Contained databases do not support change data capture, change tracking and replication,
Temporary tables in contained database are collated with the collation of that database instead of the collation of tempdb as in non-contained databases.
Contained databases are important in high availability solutions like AlwaysOn Availability Group. When databases are failed over another instance, it is easier for applications and users to re-connect to those databases as their connections do not depend on the SQL Server logins in a new instance.
SQL Server 2012 introduces a new beyond-relational platform called Semantic Search. Semantic Search extends Full-Text Search capabilities by allowing querying not only for words in the text source, but also for meaning of that text.
Semantic Search builds its indexes using the indexes created by Full-Text Search. Semantic Search is also called Statistical Semantic Search because its intelligence is based on statistics.
Before you can use Statistical Semantic Search in SQL Server 2012, you will need to download, install, attach, and register Semantic Language Statistics Database.
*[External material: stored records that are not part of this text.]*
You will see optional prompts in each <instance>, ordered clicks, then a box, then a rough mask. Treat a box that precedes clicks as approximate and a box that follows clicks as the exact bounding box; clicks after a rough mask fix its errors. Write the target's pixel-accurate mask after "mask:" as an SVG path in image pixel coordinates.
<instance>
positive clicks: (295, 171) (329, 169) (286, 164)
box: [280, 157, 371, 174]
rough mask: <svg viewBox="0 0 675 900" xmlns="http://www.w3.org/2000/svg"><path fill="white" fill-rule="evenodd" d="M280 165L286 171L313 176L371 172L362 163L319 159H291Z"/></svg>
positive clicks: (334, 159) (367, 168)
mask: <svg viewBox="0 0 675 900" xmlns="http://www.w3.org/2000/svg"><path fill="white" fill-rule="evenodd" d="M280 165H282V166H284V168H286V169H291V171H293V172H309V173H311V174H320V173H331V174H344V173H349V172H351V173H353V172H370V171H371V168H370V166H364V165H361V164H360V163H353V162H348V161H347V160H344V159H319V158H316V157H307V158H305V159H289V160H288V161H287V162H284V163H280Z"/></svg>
This database contains the statistical language models that Semantic Search depends on.
Please follow this link to download msi package that contains the database.
Run the installer, and after installation is complete, find semanticsDB.mdf file in Microsoft Semantic Language Database folder under your Program Files directory. Attach this database file by right-clicking Databases folder in Object Explorer of your Management Studio, and selecting Attach button. Then click Add button and locate the database .mdf file to attach. Once the database is attached, register it by executing the following command:
USE master GO EXEC sp_fulltext_semantic_register_language_statistics_db @dbname = N'semanticsdb'; GO
Verify that the database is installed by running the following query:
SELECT * FROM sys.fulltext_semantic_language_statistics_database; GO
To list the languages supported for semantic search, run this query:
SELECT * FROM sys.fulltext_semantic_languages; GO
You can create Semantic Search indexes on a table by running T-SQL commands, Full-Text Indexing Wizard, or in Full-Text Catalog properties.
To create Semantic Search indexes in Full-Text Catalog properties, in the Object Explorer of your Management Studio navigate to YourDatabase / Storage / Full Text Catalogs. Right click on catalog name and select Properties.
Select the Tables/Views from the left list view. Add the tables for which you want to create indexes to the Table/View objects assigned to the catalog list. Select the columns under Available Columns list. Finally, select the check boxes under Statistical Semantic list next to the columns for which you want to build Semantic Search indexes.